Banker 1: Oh my God, that kind of sounds like a good idea! And people will just buy them and we'll get more money so we can loan more money out! But wait a second if that bad mortgages all turn out to be bad, aren't we just screwing ourselves? I mean yeah we end up making more money in the short term, cause we can make a loan and then make money on that loan by selling the loan, but in the long term aren't we going to be screwed?

Banker 2: Ah ho you have the wrong vision. You see, you're looking into the future. What you need to do is think about next quarter, because that's what our investors are thinking about! You need to think about how much money we'll be making in the immediate future!

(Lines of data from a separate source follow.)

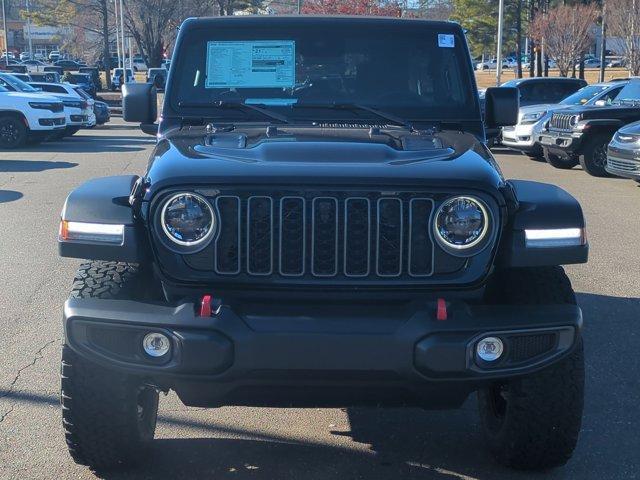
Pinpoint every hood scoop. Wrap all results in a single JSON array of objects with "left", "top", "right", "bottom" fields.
[{"left": 204, "top": 132, "right": 247, "bottom": 148}]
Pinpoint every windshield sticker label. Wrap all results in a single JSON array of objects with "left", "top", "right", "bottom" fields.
[
  {"left": 438, "top": 33, "right": 456, "bottom": 48},
  {"left": 205, "top": 40, "right": 295, "bottom": 88},
  {"left": 244, "top": 98, "right": 298, "bottom": 107}
]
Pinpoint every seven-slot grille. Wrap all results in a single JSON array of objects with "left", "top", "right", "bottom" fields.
[
  {"left": 549, "top": 113, "right": 575, "bottom": 131},
  {"left": 199, "top": 192, "right": 434, "bottom": 279}
]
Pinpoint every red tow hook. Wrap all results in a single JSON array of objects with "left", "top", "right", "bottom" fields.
[
  {"left": 436, "top": 298, "right": 447, "bottom": 321},
  {"left": 200, "top": 295, "right": 211, "bottom": 317}
]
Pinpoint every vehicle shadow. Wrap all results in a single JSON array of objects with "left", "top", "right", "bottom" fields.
[
  {"left": 0, "top": 190, "right": 24, "bottom": 203},
  {"left": 0, "top": 160, "right": 78, "bottom": 172}
]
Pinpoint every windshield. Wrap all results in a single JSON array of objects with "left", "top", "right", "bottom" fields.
[
  {"left": 613, "top": 81, "right": 640, "bottom": 105},
  {"left": 171, "top": 21, "right": 478, "bottom": 121},
  {"left": 74, "top": 88, "right": 91, "bottom": 100},
  {"left": 0, "top": 75, "right": 38, "bottom": 92},
  {"left": 560, "top": 85, "right": 609, "bottom": 105}
]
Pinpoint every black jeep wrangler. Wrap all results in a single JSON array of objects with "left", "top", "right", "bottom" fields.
[
  {"left": 539, "top": 78, "right": 640, "bottom": 177},
  {"left": 59, "top": 17, "right": 588, "bottom": 469}
]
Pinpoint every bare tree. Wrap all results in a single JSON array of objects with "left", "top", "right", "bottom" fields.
[
  {"left": 531, "top": 0, "right": 600, "bottom": 77},
  {"left": 607, "top": 0, "right": 640, "bottom": 76}
]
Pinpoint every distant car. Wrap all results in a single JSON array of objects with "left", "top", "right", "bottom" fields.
[
  {"left": 480, "top": 77, "right": 587, "bottom": 144},
  {"left": 30, "top": 82, "right": 95, "bottom": 138},
  {"left": 53, "top": 60, "right": 84, "bottom": 72},
  {"left": 501, "top": 77, "right": 587, "bottom": 107},
  {"left": 11, "top": 73, "right": 33, "bottom": 83},
  {"left": 502, "top": 82, "right": 627, "bottom": 158},
  {"left": 78, "top": 67, "right": 102, "bottom": 91},
  {"left": 22, "top": 59, "right": 47, "bottom": 73},
  {"left": 604, "top": 122, "right": 640, "bottom": 182},
  {"left": 147, "top": 68, "right": 167, "bottom": 90},
  {"left": 42, "top": 65, "right": 64, "bottom": 76},
  {"left": 111, "top": 68, "right": 136, "bottom": 90},
  {"left": 0, "top": 86, "right": 65, "bottom": 149},
  {"left": 64, "top": 72, "right": 97, "bottom": 97},
  {"left": 93, "top": 100, "right": 111, "bottom": 125},
  {"left": 476, "top": 58, "right": 509, "bottom": 70},
  {"left": 576, "top": 58, "right": 601, "bottom": 69},
  {"left": 132, "top": 56, "right": 148, "bottom": 72},
  {"left": 607, "top": 58, "right": 627, "bottom": 68},
  {"left": 29, "top": 72, "right": 60, "bottom": 83}
]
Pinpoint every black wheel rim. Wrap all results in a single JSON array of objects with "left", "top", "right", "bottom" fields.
[
  {"left": 593, "top": 143, "right": 607, "bottom": 168},
  {"left": 0, "top": 122, "right": 20, "bottom": 145}
]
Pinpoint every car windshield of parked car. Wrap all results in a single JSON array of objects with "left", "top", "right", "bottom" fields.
[
  {"left": 171, "top": 22, "right": 478, "bottom": 121},
  {"left": 613, "top": 80, "right": 640, "bottom": 105},
  {"left": 560, "top": 85, "right": 609, "bottom": 105},
  {"left": 0, "top": 74, "right": 38, "bottom": 93}
]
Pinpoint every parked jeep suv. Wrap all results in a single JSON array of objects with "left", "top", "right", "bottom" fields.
[
  {"left": 59, "top": 17, "right": 588, "bottom": 469},
  {"left": 539, "top": 78, "right": 640, "bottom": 177}
]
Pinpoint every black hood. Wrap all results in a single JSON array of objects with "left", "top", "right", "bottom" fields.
[{"left": 146, "top": 127, "right": 504, "bottom": 199}]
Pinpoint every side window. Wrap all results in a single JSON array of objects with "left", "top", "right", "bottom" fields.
[{"left": 518, "top": 83, "right": 535, "bottom": 104}]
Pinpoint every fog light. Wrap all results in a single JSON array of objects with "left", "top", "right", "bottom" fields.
[
  {"left": 142, "top": 332, "right": 171, "bottom": 357},
  {"left": 476, "top": 337, "right": 504, "bottom": 362}
]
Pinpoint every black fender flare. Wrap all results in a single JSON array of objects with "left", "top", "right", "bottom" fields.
[
  {"left": 496, "top": 180, "right": 589, "bottom": 268},
  {"left": 58, "top": 175, "right": 149, "bottom": 263}
]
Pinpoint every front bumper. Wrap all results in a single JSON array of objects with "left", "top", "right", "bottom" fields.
[
  {"left": 502, "top": 123, "right": 539, "bottom": 152},
  {"left": 63, "top": 298, "right": 582, "bottom": 407},
  {"left": 538, "top": 130, "right": 582, "bottom": 158},
  {"left": 604, "top": 141, "right": 640, "bottom": 180}
]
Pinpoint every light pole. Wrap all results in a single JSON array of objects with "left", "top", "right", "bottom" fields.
[
  {"left": 113, "top": 0, "right": 124, "bottom": 68},
  {"left": 120, "top": 0, "right": 125, "bottom": 76},
  {"left": 2, "top": 0, "right": 9, "bottom": 57},
  {"left": 27, "top": 0, "right": 33, "bottom": 58},
  {"left": 496, "top": 0, "right": 504, "bottom": 86}
]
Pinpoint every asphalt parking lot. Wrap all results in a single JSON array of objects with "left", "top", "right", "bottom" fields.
[{"left": 0, "top": 120, "right": 640, "bottom": 480}]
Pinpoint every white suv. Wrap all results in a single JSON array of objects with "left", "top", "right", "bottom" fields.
[
  {"left": 29, "top": 82, "right": 96, "bottom": 138},
  {"left": 0, "top": 86, "right": 66, "bottom": 149},
  {"left": 111, "top": 68, "right": 136, "bottom": 90}
]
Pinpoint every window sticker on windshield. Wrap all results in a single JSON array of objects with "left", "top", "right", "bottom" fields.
[
  {"left": 244, "top": 98, "right": 298, "bottom": 107},
  {"left": 438, "top": 33, "right": 456, "bottom": 48},
  {"left": 204, "top": 40, "right": 295, "bottom": 88}
]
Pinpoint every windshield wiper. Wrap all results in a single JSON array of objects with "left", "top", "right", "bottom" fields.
[
  {"left": 291, "top": 102, "right": 415, "bottom": 132},
  {"left": 178, "top": 100, "right": 289, "bottom": 123}
]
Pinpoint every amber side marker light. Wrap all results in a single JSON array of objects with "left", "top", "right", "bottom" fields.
[
  {"left": 524, "top": 228, "right": 587, "bottom": 248},
  {"left": 58, "top": 220, "right": 124, "bottom": 245}
]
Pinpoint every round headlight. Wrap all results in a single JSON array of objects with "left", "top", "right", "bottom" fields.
[
  {"left": 434, "top": 197, "right": 490, "bottom": 251},
  {"left": 160, "top": 193, "right": 216, "bottom": 247}
]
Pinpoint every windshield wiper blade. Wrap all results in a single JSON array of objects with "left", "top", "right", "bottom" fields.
[
  {"left": 292, "top": 102, "right": 415, "bottom": 132},
  {"left": 178, "top": 100, "right": 289, "bottom": 123}
]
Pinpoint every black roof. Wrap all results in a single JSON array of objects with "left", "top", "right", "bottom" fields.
[{"left": 180, "top": 15, "right": 462, "bottom": 31}]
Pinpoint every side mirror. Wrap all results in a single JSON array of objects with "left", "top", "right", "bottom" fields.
[
  {"left": 484, "top": 87, "right": 520, "bottom": 128},
  {"left": 122, "top": 83, "right": 158, "bottom": 126}
]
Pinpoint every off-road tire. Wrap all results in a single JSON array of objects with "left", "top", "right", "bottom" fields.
[
  {"left": 0, "top": 114, "right": 27, "bottom": 149},
  {"left": 544, "top": 149, "right": 579, "bottom": 170},
  {"left": 580, "top": 134, "right": 612, "bottom": 177},
  {"left": 478, "top": 267, "right": 584, "bottom": 470},
  {"left": 61, "top": 261, "right": 158, "bottom": 471}
]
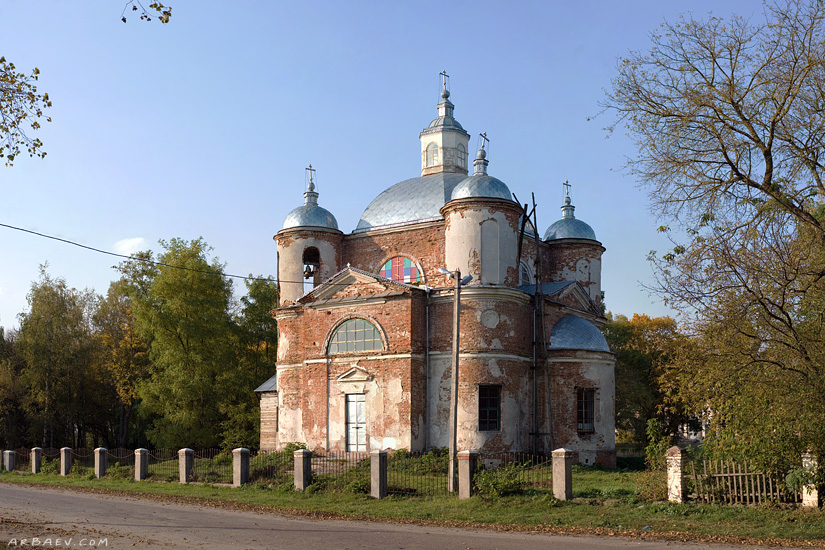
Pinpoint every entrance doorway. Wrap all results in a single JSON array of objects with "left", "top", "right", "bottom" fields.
[{"left": 347, "top": 393, "right": 367, "bottom": 452}]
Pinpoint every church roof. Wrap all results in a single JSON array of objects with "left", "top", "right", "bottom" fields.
[
  {"left": 284, "top": 204, "right": 338, "bottom": 229},
  {"left": 451, "top": 174, "right": 512, "bottom": 200},
  {"left": 544, "top": 190, "right": 596, "bottom": 241},
  {"left": 353, "top": 172, "right": 467, "bottom": 233},
  {"left": 547, "top": 315, "right": 610, "bottom": 352},
  {"left": 255, "top": 374, "right": 278, "bottom": 392},
  {"left": 283, "top": 164, "right": 338, "bottom": 229}
]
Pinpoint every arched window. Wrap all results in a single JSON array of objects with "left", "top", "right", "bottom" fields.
[
  {"left": 378, "top": 256, "right": 421, "bottom": 283},
  {"left": 481, "top": 220, "right": 501, "bottom": 284},
  {"left": 518, "top": 260, "right": 533, "bottom": 285},
  {"left": 427, "top": 142, "right": 438, "bottom": 166},
  {"left": 327, "top": 319, "right": 384, "bottom": 355}
]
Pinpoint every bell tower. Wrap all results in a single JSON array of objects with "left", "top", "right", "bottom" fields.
[{"left": 419, "top": 71, "right": 470, "bottom": 176}]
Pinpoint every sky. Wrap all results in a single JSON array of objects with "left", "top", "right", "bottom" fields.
[{"left": 0, "top": 0, "right": 761, "bottom": 329}]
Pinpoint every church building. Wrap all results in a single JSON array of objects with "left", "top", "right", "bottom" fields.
[{"left": 256, "top": 75, "right": 616, "bottom": 467}]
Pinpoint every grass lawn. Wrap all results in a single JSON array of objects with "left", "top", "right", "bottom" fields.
[{"left": 0, "top": 467, "right": 825, "bottom": 548}]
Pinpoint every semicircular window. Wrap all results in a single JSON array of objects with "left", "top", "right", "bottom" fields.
[
  {"left": 378, "top": 256, "right": 421, "bottom": 283},
  {"left": 327, "top": 319, "right": 384, "bottom": 355}
]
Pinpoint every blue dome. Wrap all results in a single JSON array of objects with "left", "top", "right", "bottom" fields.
[
  {"left": 450, "top": 174, "right": 513, "bottom": 200},
  {"left": 284, "top": 204, "right": 338, "bottom": 229},
  {"left": 544, "top": 218, "right": 597, "bottom": 241},
  {"left": 547, "top": 315, "right": 610, "bottom": 352},
  {"left": 354, "top": 173, "right": 467, "bottom": 233}
]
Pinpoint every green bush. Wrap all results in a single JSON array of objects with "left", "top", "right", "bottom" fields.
[{"left": 475, "top": 464, "right": 525, "bottom": 499}]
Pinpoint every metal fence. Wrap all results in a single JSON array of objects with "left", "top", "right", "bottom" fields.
[
  {"left": 147, "top": 449, "right": 180, "bottom": 481},
  {"left": 686, "top": 460, "right": 802, "bottom": 504},
  {"left": 477, "top": 453, "right": 553, "bottom": 490},
  {"left": 249, "top": 451, "right": 295, "bottom": 485},
  {"left": 387, "top": 449, "right": 450, "bottom": 496},
  {"left": 192, "top": 449, "right": 232, "bottom": 483}
]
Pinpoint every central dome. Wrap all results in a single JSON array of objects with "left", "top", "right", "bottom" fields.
[{"left": 353, "top": 172, "right": 467, "bottom": 233}]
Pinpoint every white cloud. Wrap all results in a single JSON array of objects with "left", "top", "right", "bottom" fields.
[{"left": 114, "top": 237, "right": 146, "bottom": 256}]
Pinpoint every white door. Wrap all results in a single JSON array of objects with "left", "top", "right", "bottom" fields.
[{"left": 347, "top": 393, "right": 367, "bottom": 452}]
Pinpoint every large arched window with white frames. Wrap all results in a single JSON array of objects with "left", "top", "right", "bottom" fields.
[
  {"left": 327, "top": 317, "right": 384, "bottom": 355},
  {"left": 427, "top": 142, "right": 438, "bottom": 166}
]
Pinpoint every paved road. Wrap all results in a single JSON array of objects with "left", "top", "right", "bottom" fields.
[{"left": 0, "top": 483, "right": 800, "bottom": 550}]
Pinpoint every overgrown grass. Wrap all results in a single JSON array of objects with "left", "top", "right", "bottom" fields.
[{"left": 0, "top": 466, "right": 825, "bottom": 547}]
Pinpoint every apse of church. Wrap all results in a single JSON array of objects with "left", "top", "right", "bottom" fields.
[{"left": 256, "top": 74, "right": 615, "bottom": 466}]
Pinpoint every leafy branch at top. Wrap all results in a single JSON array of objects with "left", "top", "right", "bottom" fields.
[
  {"left": 0, "top": 57, "right": 52, "bottom": 166},
  {"left": 120, "top": 0, "right": 172, "bottom": 23}
]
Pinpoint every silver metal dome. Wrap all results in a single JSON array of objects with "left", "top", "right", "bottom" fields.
[
  {"left": 450, "top": 174, "right": 513, "bottom": 200},
  {"left": 284, "top": 204, "right": 338, "bottom": 229},
  {"left": 544, "top": 195, "right": 597, "bottom": 241},
  {"left": 544, "top": 218, "right": 597, "bottom": 241},
  {"left": 547, "top": 315, "right": 610, "bottom": 352},
  {"left": 283, "top": 172, "right": 338, "bottom": 233},
  {"left": 353, "top": 172, "right": 467, "bottom": 233}
]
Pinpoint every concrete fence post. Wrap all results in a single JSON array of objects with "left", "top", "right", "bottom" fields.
[
  {"left": 551, "top": 447, "right": 574, "bottom": 500},
  {"left": 232, "top": 447, "right": 249, "bottom": 487},
  {"left": 31, "top": 447, "right": 43, "bottom": 474},
  {"left": 458, "top": 451, "right": 478, "bottom": 499},
  {"left": 802, "top": 451, "right": 822, "bottom": 508},
  {"left": 370, "top": 451, "right": 387, "bottom": 498},
  {"left": 3, "top": 451, "right": 14, "bottom": 472},
  {"left": 60, "top": 447, "right": 72, "bottom": 476},
  {"left": 292, "top": 449, "right": 312, "bottom": 491},
  {"left": 665, "top": 445, "right": 687, "bottom": 502},
  {"left": 135, "top": 448, "right": 149, "bottom": 481},
  {"left": 95, "top": 447, "right": 109, "bottom": 479},
  {"left": 178, "top": 448, "right": 195, "bottom": 483}
]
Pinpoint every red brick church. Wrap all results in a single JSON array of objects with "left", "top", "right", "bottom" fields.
[{"left": 256, "top": 76, "right": 615, "bottom": 466}]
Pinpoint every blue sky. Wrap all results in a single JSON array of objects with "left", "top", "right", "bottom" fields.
[{"left": 0, "top": 0, "right": 761, "bottom": 328}]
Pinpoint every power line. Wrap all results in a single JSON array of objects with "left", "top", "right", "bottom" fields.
[{"left": 0, "top": 223, "right": 272, "bottom": 281}]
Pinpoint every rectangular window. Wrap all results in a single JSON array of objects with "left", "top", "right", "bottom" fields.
[
  {"left": 576, "top": 388, "right": 596, "bottom": 433},
  {"left": 478, "top": 386, "right": 501, "bottom": 432}
]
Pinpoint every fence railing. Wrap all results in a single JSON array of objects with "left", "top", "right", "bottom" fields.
[
  {"left": 688, "top": 460, "right": 802, "bottom": 504},
  {"left": 478, "top": 453, "right": 553, "bottom": 489}
]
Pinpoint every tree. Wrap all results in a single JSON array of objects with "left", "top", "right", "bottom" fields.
[
  {"left": 0, "top": 57, "right": 52, "bottom": 166},
  {"left": 603, "top": 313, "right": 687, "bottom": 444},
  {"left": 94, "top": 278, "right": 150, "bottom": 447},
  {"left": 18, "top": 267, "right": 110, "bottom": 447},
  {"left": 605, "top": 0, "right": 825, "bottom": 466},
  {"left": 121, "top": 239, "right": 234, "bottom": 448},
  {"left": 220, "top": 276, "right": 278, "bottom": 448}
]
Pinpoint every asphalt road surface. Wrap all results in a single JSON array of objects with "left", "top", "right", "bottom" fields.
[{"left": 0, "top": 483, "right": 800, "bottom": 550}]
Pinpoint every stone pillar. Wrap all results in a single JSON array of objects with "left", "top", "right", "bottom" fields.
[
  {"left": 95, "top": 447, "right": 109, "bottom": 479},
  {"left": 665, "top": 445, "right": 687, "bottom": 502},
  {"left": 3, "top": 451, "right": 14, "bottom": 472},
  {"left": 458, "top": 451, "right": 478, "bottom": 498},
  {"left": 292, "top": 449, "right": 312, "bottom": 491},
  {"left": 802, "top": 451, "right": 820, "bottom": 508},
  {"left": 370, "top": 451, "right": 387, "bottom": 498},
  {"left": 232, "top": 447, "right": 249, "bottom": 487},
  {"left": 31, "top": 447, "right": 43, "bottom": 474},
  {"left": 178, "top": 448, "right": 195, "bottom": 483},
  {"left": 552, "top": 448, "right": 574, "bottom": 500},
  {"left": 135, "top": 448, "right": 149, "bottom": 481},
  {"left": 60, "top": 447, "right": 72, "bottom": 476}
]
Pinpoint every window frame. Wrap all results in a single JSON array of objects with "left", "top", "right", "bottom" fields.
[
  {"left": 576, "top": 388, "right": 596, "bottom": 434},
  {"left": 424, "top": 141, "right": 439, "bottom": 167},
  {"left": 478, "top": 384, "right": 501, "bottom": 432},
  {"left": 326, "top": 317, "right": 385, "bottom": 355}
]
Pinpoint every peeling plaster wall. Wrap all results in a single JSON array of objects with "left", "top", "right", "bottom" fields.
[
  {"left": 275, "top": 229, "right": 343, "bottom": 305},
  {"left": 441, "top": 198, "right": 519, "bottom": 287},
  {"left": 548, "top": 350, "right": 616, "bottom": 467},
  {"left": 542, "top": 243, "right": 604, "bottom": 304}
]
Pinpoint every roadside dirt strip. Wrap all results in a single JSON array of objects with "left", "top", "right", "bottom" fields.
[{"left": 0, "top": 483, "right": 804, "bottom": 550}]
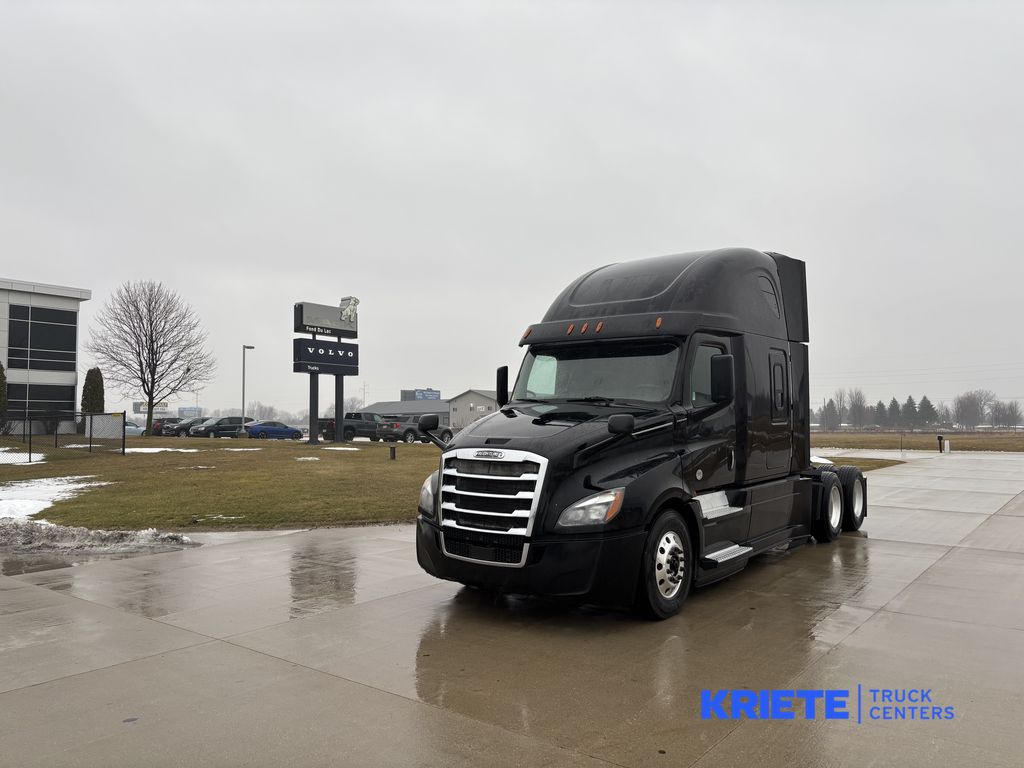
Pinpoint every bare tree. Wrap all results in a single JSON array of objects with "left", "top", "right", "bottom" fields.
[
  {"left": 88, "top": 281, "right": 216, "bottom": 431},
  {"left": 833, "top": 389, "right": 849, "bottom": 425},
  {"left": 1007, "top": 400, "right": 1021, "bottom": 432},
  {"left": 953, "top": 389, "right": 995, "bottom": 429},
  {"left": 847, "top": 388, "right": 867, "bottom": 429}
]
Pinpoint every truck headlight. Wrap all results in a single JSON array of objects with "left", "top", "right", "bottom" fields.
[
  {"left": 558, "top": 488, "right": 626, "bottom": 528},
  {"left": 420, "top": 469, "right": 437, "bottom": 517}
]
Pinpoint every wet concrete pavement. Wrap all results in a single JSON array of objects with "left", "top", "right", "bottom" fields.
[{"left": 0, "top": 452, "right": 1024, "bottom": 767}]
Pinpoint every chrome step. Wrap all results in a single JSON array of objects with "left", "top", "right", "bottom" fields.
[
  {"left": 693, "top": 490, "right": 743, "bottom": 520},
  {"left": 700, "top": 544, "right": 754, "bottom": 568}
]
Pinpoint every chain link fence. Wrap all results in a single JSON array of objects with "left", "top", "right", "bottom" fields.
[{"left": 0, "top": 412, "right": 126, "bottom": 464}]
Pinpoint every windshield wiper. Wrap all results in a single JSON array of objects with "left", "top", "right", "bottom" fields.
[{"left": 565, "top": 395, "right": 650, "bottom": 409}]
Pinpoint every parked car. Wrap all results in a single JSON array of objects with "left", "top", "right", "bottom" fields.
[
  {"left": 164, "top": 416, "right": 207, "bottom": 437},
  {"left": 188, "top": 416, "right": 253, "bottom": 437},
  {"left": 246, "top": 421, "right": 302, "bottom": 440},
  {"left": 377, "top": 416, "right": 452, "bottom": 442},
  {"left": 153, "top": 416, "right": 181, "bottom": 435},
  {"left": 318, "top": 411, "right": 383, "bottom": 442}
]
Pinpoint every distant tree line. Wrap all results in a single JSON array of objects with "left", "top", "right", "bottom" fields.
[{"left": 812, "top": 388, "right": 1022, "bottom": 432}]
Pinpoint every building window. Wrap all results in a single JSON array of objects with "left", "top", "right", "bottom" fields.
[
  {"left": 7, "top": 384, "right": 75, "bottom": 414},
  {"left": 8, "top": 304, "right": 78, "bottom": 370}
]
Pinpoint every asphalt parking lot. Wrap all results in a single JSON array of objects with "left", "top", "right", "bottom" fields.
[{"left": 0, "top": 452, "right": 1024, "bottom": 768}]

Thinking two or three years down the line is not something we do here in the financial sector! And besides, housing prices will always go up and if not, the government will be there to catch us.

Banker 1: Why would the government be there to catch us?

Banker 2: Well because, my friend, if we go down, the country goes down. Don't worry they'll be there.

Two Years later

William: Aaaaaaaaaaww, I can't pay this mortgage payment! And my house is worth way less! Hold on a- let me get my calculator! D'aaagghh I knew it! My mortgage is worth way more than my house is! I can default on my mortgage and then get another mortgage and get a way better house for the same price! I'm totally gonna stop paying these mortgage payments!

Back at the bank

Banker 1: Hello?

Buyer of "securities": Hello, my name is Jeremy Hogart and I bought a bunch of your mortgage backed securities and I've recently discovered that they are worth absolutely nothing. WHAT THE FREAK IS GOING ON?

Banker 1: Very much my apologies for the inconvenience, yes lots of people bought them. In fact people bought them recently in the economies across the world, that it's possible that we may have triggered a somewhat of a tiny, massive global recession. Very sorry! Working on it right now, we'll get back to you. Please, do not call again. Bye.